Cassie Van Domelen gets her “soul realigned” on the Matterhorn Peak in the Wallowa-Whitman Wilderness, as described in her essay “Fall Pilgrimage: Some Thoughts on Faith,” in the current issue of Deep Wild Journal. Here’s how her journey starts:
“1. Hiked up a mountain with a 40-lb pack, 3.3 miles up the west fork of the Wallowa River, then 5.7 miles and 3,000 feet of elevation gain switchbacking up the flank of the Matterhorn to reach Ice Lake, turquoise water framed by peaks of granite and marble, cinder and slate. All I’d done to train for this was lie on the sofa watching TV and drinking beer. So I pretty much got what we all know I had coming.
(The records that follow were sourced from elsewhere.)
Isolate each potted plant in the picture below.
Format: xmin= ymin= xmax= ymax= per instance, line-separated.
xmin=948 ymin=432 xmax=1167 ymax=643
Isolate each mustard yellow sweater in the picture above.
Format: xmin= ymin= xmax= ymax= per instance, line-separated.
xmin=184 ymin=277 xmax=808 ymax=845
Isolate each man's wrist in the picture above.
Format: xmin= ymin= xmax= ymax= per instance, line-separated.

2. My eyes went funny a mile and a half from the top. People’s faces grew weirdly indistinct, my boots went missing, the ground got lost, then everything was waves and sparkles, and I sat down and took off my pack and turned my head side to side one hundred times while working that acupressure point on my elbow. Then I went ahead and wrang my own neck. Vision straightened out. Proceeded with the climb, migraine averted. (This only works sometimes.)
3. Staked my tent out before the mountain, on a back bay of the lake. Slept fitfully on a stupid little bedroll, but once I threw back the fly in the morning, I didn’t care anymore about the cold, or the ground, or my poor excuse for a pillow.”